He studies cicadas, and he happened to be doing field work during an eclipse in Arizona in 1991.

“We were lucky,” he says with a laugh.

On that lucky day, he says, the sun was up, the cicadas had just warmed up enough to start singing, and then, the eclipse happened. The moon blocked the sun, the temperature dropped, and the cicadas got quiet.

“Their body temperatures decreased, and they couldn’t remain active,” Sanborn says.

Time passed, the moon moved past the sun, and the cicadas “warmed up and they continued on with their day.”
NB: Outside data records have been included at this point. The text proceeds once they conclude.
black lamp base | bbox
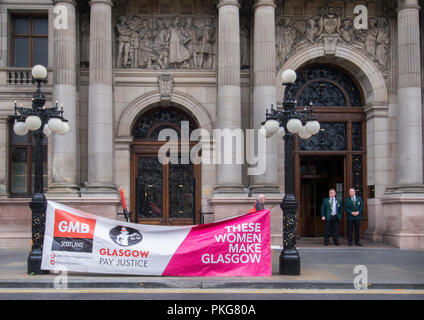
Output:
[27,250,49,274]
[280,248,300,276]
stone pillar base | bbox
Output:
[214,185,247,197]
[208,195,283,247]
[249,184,281,196]
[81,183,118,197]
[364,198,385,242]
[381,190,424,249]
[46,182,81,198]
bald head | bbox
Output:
[256,193,265,203]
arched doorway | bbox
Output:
[131,106,201,225]
[285,64,368,237]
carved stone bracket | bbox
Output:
[158,73,174,104]
[276,7,390,72]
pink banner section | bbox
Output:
[162,210,272,277]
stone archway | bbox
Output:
[276,44,389,240]
[115,90,213,215]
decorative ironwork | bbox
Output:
[133,108,196,140]
[352,122,362,151]
[169,163,195,218]
[265,83,316,275]
[136,157,163,219]
[352,154,363,197]
[13,71,68,274]
[284,66,363,107]
[299,122,347,151]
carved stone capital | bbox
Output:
[253,0,277,10]
[397,0,420,11]
[216,0,241,10]
[158,73,174,101]
[53,0,77,7]
[88,0,113,7]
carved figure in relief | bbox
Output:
[365,19,378,59]
[152,18,169,69]
[305,19,319,43]
[80,15,90,67]
[240,19,250,69]
[128,16,141,68]
[116,16,131,68]
[318,7,341,39]
[340,19,355,44]
[169,17,190,68]
[375,18,390,66]
[276,18,296,68]
[184,17,202,69]
[199,18,215,69]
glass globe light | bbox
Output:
[265,119,280,135]
[48,118,63,133]
[259,126,266,137]
[31,64,47,80]
[25,116,41,131]
[13,121,28,136]
[281,69,297,84]
[43,124,52,137]
[305,120,320,135]
[276,127,286,138]
[298,126,311,140]
[287,118,302,133]
[58,121,71,135]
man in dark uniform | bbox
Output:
[321,189,343,246]
[345,188,364,247]
[255,193,265,211]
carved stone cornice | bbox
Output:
[397,0,420,11]
[216,0,240,10]
[53,0,77,6]
[253,0,277,10]
[88,0,113,7]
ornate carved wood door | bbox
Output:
[131,108,201,225]
[285,64,368,236]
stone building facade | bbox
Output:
[0,0,424,249]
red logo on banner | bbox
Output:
[54,209,96,239]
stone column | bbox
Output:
[250,0,283,194]
[397,0,424,191]
[0,8,8,67]
[49,0,79,195]
[381,0,424,249]
[215,0,244,194]
[87,0,116,194]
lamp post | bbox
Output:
[261,69,320,275]
[13,65,70,274]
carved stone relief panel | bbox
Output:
[115,13,217,69]
[276,2,390,71]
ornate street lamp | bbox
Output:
[260,69,320,275]
[13,65,70,274]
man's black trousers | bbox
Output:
[324,216,340,243]
[347,220,361,244]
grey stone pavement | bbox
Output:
[0,238,424,289]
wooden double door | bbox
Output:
[299,156,348,237]
[131,142,200,225]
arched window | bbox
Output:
[285,65,363,107]
[133,107,197,141]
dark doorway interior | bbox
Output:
[300,156,345,237]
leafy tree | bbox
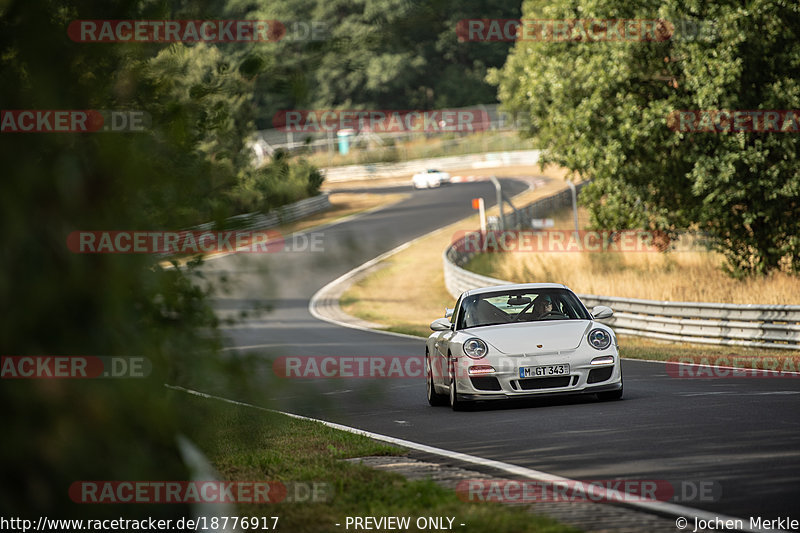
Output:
[228,0,520,128]
[490,0,800,275]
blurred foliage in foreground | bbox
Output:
[490,0,800,276]
[0,0,312,518]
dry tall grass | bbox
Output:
[468,209,800,304]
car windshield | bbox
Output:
[456,289,591,329]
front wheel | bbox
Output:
[449,364,471,411]
[425,354,447,407]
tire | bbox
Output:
[597,387,622,402]
[425,353,447,407]
[448,363,472,411]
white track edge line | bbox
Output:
[165,384,773,533]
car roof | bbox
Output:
[463,283,569,296]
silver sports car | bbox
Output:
[425,283,622,410]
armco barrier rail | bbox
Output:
[443,186,800,350]
[192,194,331,231]
[322,150,539,183]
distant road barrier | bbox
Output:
[321,150,539,183]
[443,185,800,350]
[192,194,331,231]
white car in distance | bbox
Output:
[411,168,450,189]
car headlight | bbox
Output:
[464,337,489,359]
[586,328,611,350]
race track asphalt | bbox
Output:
[195,180,800,519]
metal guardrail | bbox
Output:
[192,194,331,231]
[442,186,800,350]
[321,150,540,183]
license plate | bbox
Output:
[519,365,569,378]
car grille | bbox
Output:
[469,376,501,390]
[586,366,614,383]
[517,376,571,390]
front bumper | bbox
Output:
[456,352,622,401]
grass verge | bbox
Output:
[161,193,408,267]
[465,209,800,305]
[339,181,800,370]
[175,393,575,533]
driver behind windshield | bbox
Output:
[531,294,553,320]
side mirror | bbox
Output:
[592,305,614,319]
[431,318,453,331]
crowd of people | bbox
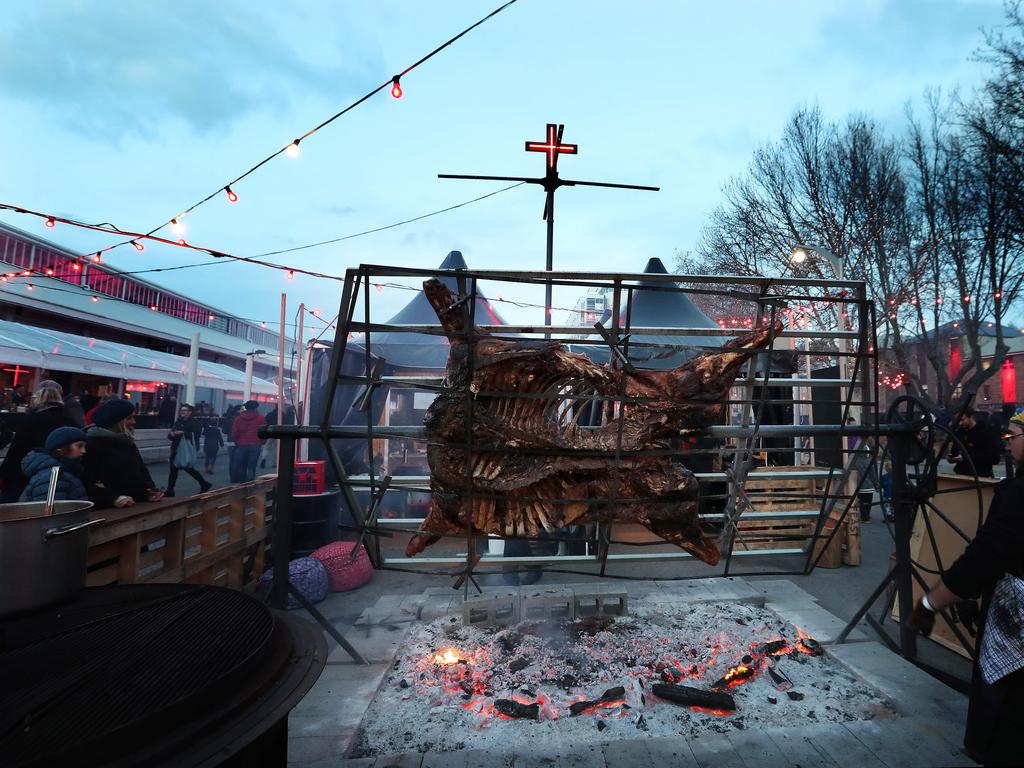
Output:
[0,380,276,509]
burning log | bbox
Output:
[798,634,825,656]
[406,280,781,565]
[495,698,541,720]
[768,667,793,691]
[652,683,736,712]
[569,685,626,717]
[712,665,758,690]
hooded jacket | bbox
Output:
[82,425,156,509]
[0,403,75,485]
[19,451,89,502]
[231,411,266,445]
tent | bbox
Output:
[573,257,728,370]
[370,251,505,373]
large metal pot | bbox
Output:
[0,501,102,616]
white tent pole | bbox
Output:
[242,352,256,402]
[186,332,199,408]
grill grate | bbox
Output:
[0,588,274,765]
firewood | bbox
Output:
[495,698,541,720]
[652,683,736,711]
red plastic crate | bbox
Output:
[292,461,326,496]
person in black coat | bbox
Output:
[19,427,89,502]
[949,407,1002,477]
[910,409,1024,765]
[82,399,164,509]
[0,387,74,504]
[165,402,211,496]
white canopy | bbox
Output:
[0,321,278,394]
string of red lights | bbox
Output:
[86,0,518,262]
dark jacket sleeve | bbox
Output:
[942,478,1024,598]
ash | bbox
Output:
[350,601,896,757]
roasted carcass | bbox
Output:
[406,280,780,565]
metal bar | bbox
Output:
[384,547,804,568]
[270,437,295,610]
[352,264,863,290]
[349,321,858,339]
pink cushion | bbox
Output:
[309,542,374,592]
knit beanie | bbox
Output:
[92,399,135,429]
[43,427,85,454]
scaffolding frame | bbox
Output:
[266,265,879,596]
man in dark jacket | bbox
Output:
[20,427,89,502]
[231,400,266,482]
[0,388,74,504]
[82,399,164,509]
[949,407,1002,477]
[164,402,211,496]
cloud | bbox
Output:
[0,0,380,141]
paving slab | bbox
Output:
[825,641,968,731]
[513,744,605,768]
[689,733,745,768]
[601,738,698,768]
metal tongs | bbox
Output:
[43,467,60,517]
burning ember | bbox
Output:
[352,601,887,757]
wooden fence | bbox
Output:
[86,476,276,589]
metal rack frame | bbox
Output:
[265,265,880,602]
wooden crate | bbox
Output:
[86,476,276,589]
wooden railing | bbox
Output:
[86,476,276,589]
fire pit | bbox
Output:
[350,601,896,757]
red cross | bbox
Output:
[0,364,32,387]
[526,123,577,171]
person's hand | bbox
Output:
[909,600,935,637]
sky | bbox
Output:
[0,0,1002,333]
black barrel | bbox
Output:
[292,488,341,559]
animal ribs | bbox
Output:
[406,280,781,565]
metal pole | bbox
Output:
[242,352,256,402]
[186,331,199,408]
[889,434,918,658]
[270,435,295,610]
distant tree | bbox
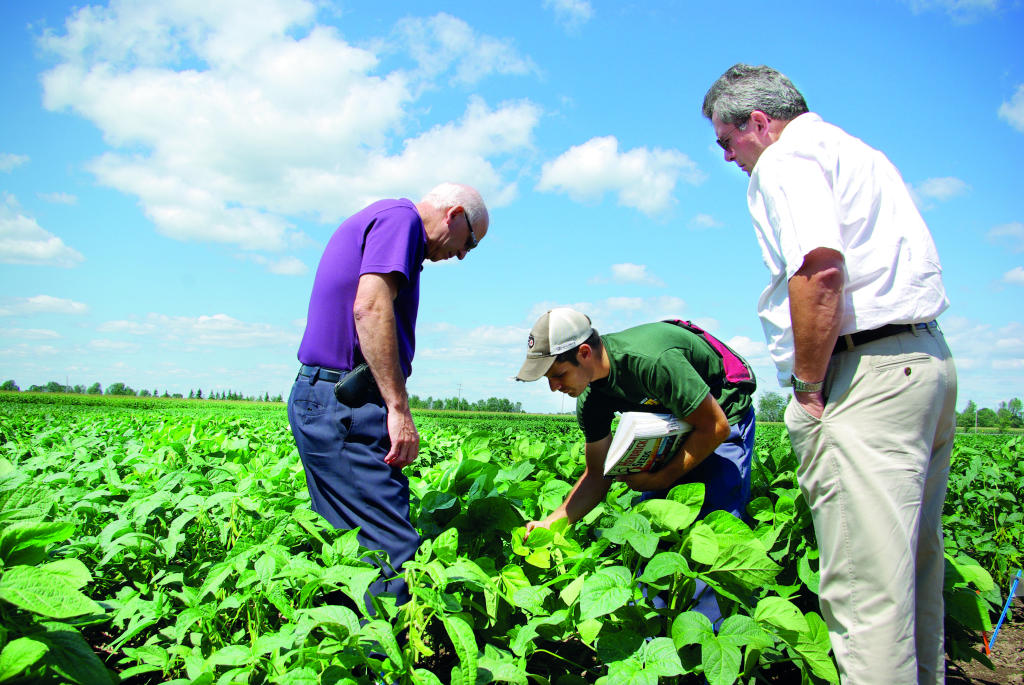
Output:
[106,381,135,397]
[956,399,978,428]
[978,406,999,428]
[756,392,787,423]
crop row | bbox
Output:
[0,402,1024,685]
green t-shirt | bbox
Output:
[577,322,753,442]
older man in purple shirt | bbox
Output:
[288,183,489,603]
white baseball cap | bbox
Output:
[516,307,594,381]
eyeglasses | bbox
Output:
[715,121,746,152]
[462,209,480,252]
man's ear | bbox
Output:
[751,110,771,135]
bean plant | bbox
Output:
[0,397,1011,685]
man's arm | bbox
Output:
[618,392,730,490]
[790,248,846,418]
[352,273,420,469]
[526,434,611,534]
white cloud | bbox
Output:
[611,262,665,287]
[537,135,705,215]
[42,0,540,255]
[1002,266,1024,286]
[544,0,594,33]
[690,214,722,228]
[89,339,142,353]
[0,329,60,340]
[98,313,299,348]
[986,221,1024,252]
[999,84,1024,133]
[394,12,537,84]
[908,176,971,210]
[907,0,999,23]
[0,343,59,359]
[37,192,78,205]
[240,254,309,275]
[0,194,85,268]
[0,295,89,316]
[0,153,29,173]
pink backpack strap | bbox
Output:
[665,318,758,393]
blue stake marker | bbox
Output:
[988,568,1021,651]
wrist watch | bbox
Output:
[790,374,825,392]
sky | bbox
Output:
[0,0,1024,413]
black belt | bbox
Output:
[833,320,939,355]
[299,365,348,383]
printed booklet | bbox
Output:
[604,412,693,476]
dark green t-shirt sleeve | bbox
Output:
[644,349,711,419]
[577,388,615,442]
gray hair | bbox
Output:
[701,63,809,126]
[421,182,487,226]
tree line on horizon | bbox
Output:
[755,392,1024,430]
[0,380,284,402]
[0,380,525,414]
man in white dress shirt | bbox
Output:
[703,65,956,684]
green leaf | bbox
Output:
[672,611,715,649]
[0,521,75,566]
[795,611,839,683]
[207,645,253,666]
[700,637,742,685]
[718,614,775,649]
[666,483,705,511]
[433,528,459,564]
[641,638,686,678]
[0,638,48,683]
[362,619,404,669]
[689,522,718,566]
[580,566,633,619]
[40,559,92,590]
[442,615,479,683]
[636,493,700,530]
[754,597,808,647]
[0,566,102,618]
[639,552,692,583]
[35,622,115,685]
[945,588,992,631]
[477,644,529,685]
[603,511,658,558]
[413,669,444,685]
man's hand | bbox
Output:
[384,411,420,469]
[793,390,825,419]
[615,470,675,493]
[522,518,551,540]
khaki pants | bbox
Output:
[785,329,956,685]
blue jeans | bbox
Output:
[288,368,420,606]
[641,409,756,629]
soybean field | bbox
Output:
[0,394,1024,685]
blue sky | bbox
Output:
[0,0,1024,412]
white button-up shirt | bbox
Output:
[746,113,949,386]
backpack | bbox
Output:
[665,318,758,394]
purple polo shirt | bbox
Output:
[299,199,427,377]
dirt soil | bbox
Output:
[946,595,1024,685]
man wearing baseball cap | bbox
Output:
[516,307,755,623]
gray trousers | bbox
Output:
[785,328,956,685]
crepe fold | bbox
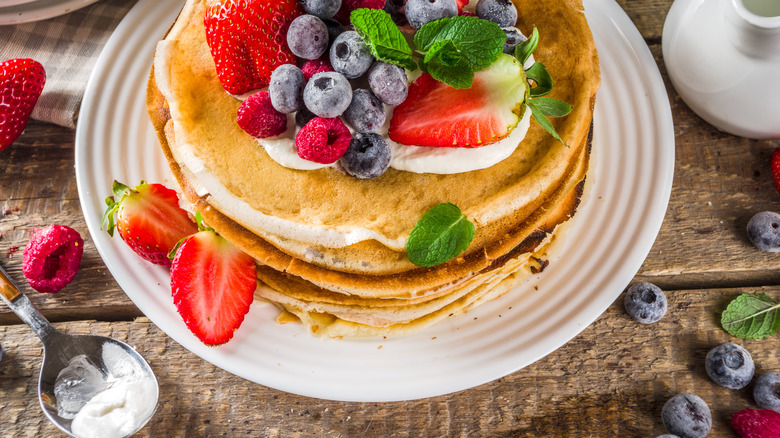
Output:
[147,0,600,337]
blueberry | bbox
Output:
[268,64,306,114]
[298,0,341,20]
[287,14,328,59]
[704,342,756,389]
[753,373,780,412]
[330,30,374,79]
[303,71,352,118]
[623,282,666,324]
[322,20,347,43]
[339,133,392,179]
[405,0,460,29]
[477,0,517,27]
[661,394,712,438]
[368,61,409,105]
[501,27,528,55]
[295,107,317,128]
[344,88,385,133]
[748,211,780,252]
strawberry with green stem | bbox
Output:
[101,181,198,266]
[170,213,257,346]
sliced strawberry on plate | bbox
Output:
[0,59,46,151]
[171,224,257,345]
[203,0,302,95]
[388,54,528,147]
[101,181,198,266]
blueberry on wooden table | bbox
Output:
[747,211,780,252]
[704,342,756,389]
[753,373,780,412]
[661,393,712,438]
[623,282,667,324]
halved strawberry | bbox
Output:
[101,181,198,266]
[0,59,46,151]
[203,0,302,94]
[171,228,257,345]
[388,54,528,148]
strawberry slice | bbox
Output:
[389,54,528,148]
[0,59,46,151]
[203,0,302,95]
[101,181,198,266]
[171,228,257,346]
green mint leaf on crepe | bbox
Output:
[414,16,506,71]
[720,294,780,339]
[515,27,539,65]
[406,203,474,268]
[349,8,417,70]
[534,97,572,117]
[422,40,474,88]
[525,62,553,97]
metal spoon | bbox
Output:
[0,266,159,435]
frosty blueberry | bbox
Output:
[623,282,667,324]
[287,14,328,59]
[330,30,374,79]
[661,394,712,438]
[268,64,306,114]
[298,0,341,20]
[339,134,392,179]
[477,0,517,27]
[368,61,409,105]
[344,88,385,133]
[747,211,780,252]
[405,0,460,29]
[704,342,756,389]
[753,373,780,412]
[303,72,352,118]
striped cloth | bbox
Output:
[0,0,135,128]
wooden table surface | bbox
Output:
[0,0,780,437]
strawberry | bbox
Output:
[770,148,780,198]
[101,181,198,266]
[388,54,528,147]
[203,0,302,95]
[0,59,46,151]
[171,224,257,345]
[731,409,780,438]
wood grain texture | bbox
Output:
[0,287,780,437]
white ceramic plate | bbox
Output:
[76,0,674,401]
[0,0,97,25]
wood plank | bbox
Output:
[0,287,780,438]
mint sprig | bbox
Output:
[406,203,474,268]
[350,9,506,88]
[515,27,572,145]
[349,8,417,70]
[720,293,780,339]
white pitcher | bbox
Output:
[663,0,780,139]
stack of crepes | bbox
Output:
[147,0,600,337]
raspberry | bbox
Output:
[301,56,334,82]
[731,409,780,438]
[22,225,84,293]
[237,91,287,138]
[295,117,351,164]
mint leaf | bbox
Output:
[525,62,553,97]
[349,8,417,70]
[406,203,474,268]
[421,40,474,88]
[515,27,539,65]
[414,16,506,71]
[528,99,566,145]
[534,97,572,117]
[720,293,780,339]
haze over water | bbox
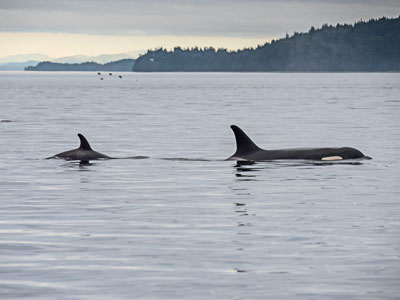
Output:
[0,72,400,300]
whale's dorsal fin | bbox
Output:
[78,133,92,150]
[231,125,261,156]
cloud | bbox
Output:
[0,0,398,36]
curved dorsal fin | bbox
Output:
[78,133,92,150]
[231,125,261,156]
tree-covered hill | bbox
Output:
[133,17,400,72]
[25,59,135,72]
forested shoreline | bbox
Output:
[133,17,400,72]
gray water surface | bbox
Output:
[0,72,400,300]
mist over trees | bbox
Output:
[133,17,400,72]
[25,59,135,72]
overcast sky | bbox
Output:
[0,0,400,57]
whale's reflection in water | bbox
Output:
[234,160,363,181]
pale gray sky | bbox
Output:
[0,0,400,57]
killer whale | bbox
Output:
[47,133,112,163]
[227,125,371,161]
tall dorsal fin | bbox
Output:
[78,133,92,150]
[231,125,261,156]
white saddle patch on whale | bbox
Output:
[321,156,343,160]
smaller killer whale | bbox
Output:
[47,133,111,164]
[227,125,371,161]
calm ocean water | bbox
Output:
[0,72,400,300]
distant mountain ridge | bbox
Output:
[133,17,400,72]
[25,59,135,72]
[0,50,145,71]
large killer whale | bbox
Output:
[47,133,112,163]
[227,125,371,161]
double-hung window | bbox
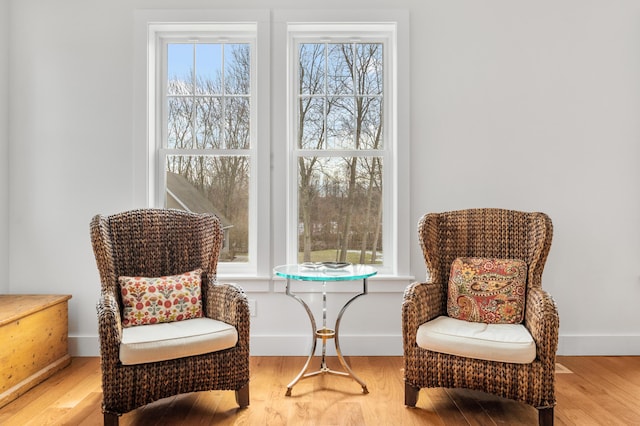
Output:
[288,23,404,273]
[139,10,412,280]
[140,15,268,276]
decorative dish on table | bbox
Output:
[300,262,351,269]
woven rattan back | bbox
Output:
[91,209,223,294]
[418,209,553,287]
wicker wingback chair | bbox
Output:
[402,209,559,424]
[91,209,249,425]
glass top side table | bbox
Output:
[273,263,377,396]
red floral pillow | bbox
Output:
[447,257,527,324]
[118,269,202,327]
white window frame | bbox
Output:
[134,10,270,278]
[274,11,410,277]
[134,9,415,282]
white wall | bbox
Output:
[0,0,10,294]
[5,0,640,355]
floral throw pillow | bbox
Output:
[447,257,527,324]
[118,269,202,327]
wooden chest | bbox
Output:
[0,294,71,407]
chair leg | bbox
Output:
[404,382,420,407]
[538,407,553,426]
[236,383,249,408]
[104,413,120,426]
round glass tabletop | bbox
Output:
[273,262,378,281]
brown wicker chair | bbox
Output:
[402,209,559,425]
[91,209,249,425]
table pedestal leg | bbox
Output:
[285,278,369,396]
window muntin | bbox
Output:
[290,35,393,270]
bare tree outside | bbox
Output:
[298,43,384,263]
[165,43,251,261]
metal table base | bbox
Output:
[285,278,369,396]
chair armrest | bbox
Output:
[524,287,560,364]
[204,282,250,334]
[402,282,446,348]
[96,293,122,368]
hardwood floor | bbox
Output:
[0,357,640,426]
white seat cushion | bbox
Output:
[120,318,238,365]
[416,316,536,364]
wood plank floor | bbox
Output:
[0,357,640,426]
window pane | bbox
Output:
[224,44,251,95]
[356,97,384,149]
[297,43,383,149]
[167,43,193,95]
[327,44,354,95]
[298,43,325,95]
[167,97,194,149]
[193,96,222,149]
[225,97,250,149]
[356,43,384,95]
[298,97,326,149]
[298,157,382,264]
[165,155,249,262]
[195,43,222,94]
[327,97,358,149]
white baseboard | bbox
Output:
[69,335,640,356]
[558,335,640,356]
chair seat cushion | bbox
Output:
[416,316,536,364]
[120,317,238,365]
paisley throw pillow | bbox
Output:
[118,269,202,327]
[447,257,527,324]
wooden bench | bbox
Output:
[0,294,71,407]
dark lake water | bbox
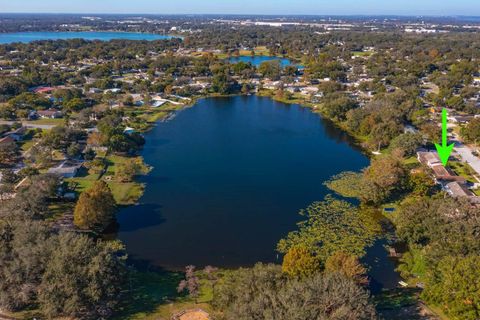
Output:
[228,56,292,67]
[118,96,402,290]
[0,31,173,44]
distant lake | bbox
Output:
[228,56,292,68]
[0,31,175,44]
[118,96,398,286]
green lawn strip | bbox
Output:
[104,155,145,205]
[20,140,35,152]
[352,51,373,57]
[25,119,65,126]
[449,161,478,183]
[114,271,213,320]
[108,182,145,205]
[45,202,75,221]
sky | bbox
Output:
[0,0,480,16]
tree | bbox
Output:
[325,251,368,285]
[390,132,423,157]
[0,142,20,164]
[38,233,126,319]
[278,196,378,263]
[115,158,147,182]
[177,266,200,303]
[258,60,282,80]
[0,222,52,311]
[282,245,321,278]
[422,255,480,320]
[361,155,408,204]
[324,171,364,198]
[408,171,435,197]
[214,264,376,320]
[74,180,115,231]
[323,93,357,121]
This was a different species of cicadas than what we have here in Georgia, but Sanborn says the same thing will probably happen during the eclipse here too. The cicadas that sing during the day will likely respond to the cooler temperatures and get quiet. On the flip side, there are those cicadas that sing in the evening, and Sanborn says those guys might start up in response to the eclipse.

Beyond The Bugs

If insects respond to the eclipse, the birds that eat them might too, says Nikki Belmonte, executive director of the Atlanta Audubon Society.

Birds will probably act like it’s dusk, or just before one of those really big summer storms, she says. As the temperature drops and the wind dies, birds will calm down, they’ll stop singing, and may come to roost.

“You could look for what the chimney swifts are up to, because we have lots of those in Atlanta,” she says. Those fast little birds usually come out in the evenings to swoop after bugs.

“My hope is to go to some wetlands, look for some cool birds, like spoonbills, which would be rare, or ibises or all the herons. See what they’re up to,” Belmonte says.

Frogs and toads might respond too.

Mark Mandica, executive director of the Atlanta-based Amphibian Foundation, dug up a scientific paper on eclipse responses from 1932. There was an eclipse in New England that year.

“Spring peepers and gray treefrogs began calling,” Mandica says. According to the study, toads perked up and started foraging as if it was nighttime.

“I wonder what they were thinking,” Mandica says.

The species mentioned in that old study live here in Atlanta too, so he plans to keep an ear out for them. And he’ll collect data on what other people notice during the eclipse through the Metro Atlanta Amphibian Monitoring Project website.

More Than Anecdotes

A bigger initiative organized by the California Academy of Sciences will gather stories about animals’ responses to the eclipse using a smartphone app called iNaturalist.

“We’re trying to kind of aggregate all of those anecdotes in one place,” Johnson says.

Anyone can use the app to share their observations of animals – or even plants. For the eclipse, the California Academy of Sciences will be looking especially for how behavior changes before, during and after the event.

The organization will share the information afterward, highlighting trends or things that really stand out. So anyone who participates in the project can see what they contributed to. And scientists will be able to take the information and use it for future research.

“We don’t necessarily know what people are going to see,” Johnson says. “Really we’re asking people to be curious and pay attention and think about things that they might not have thought about before.”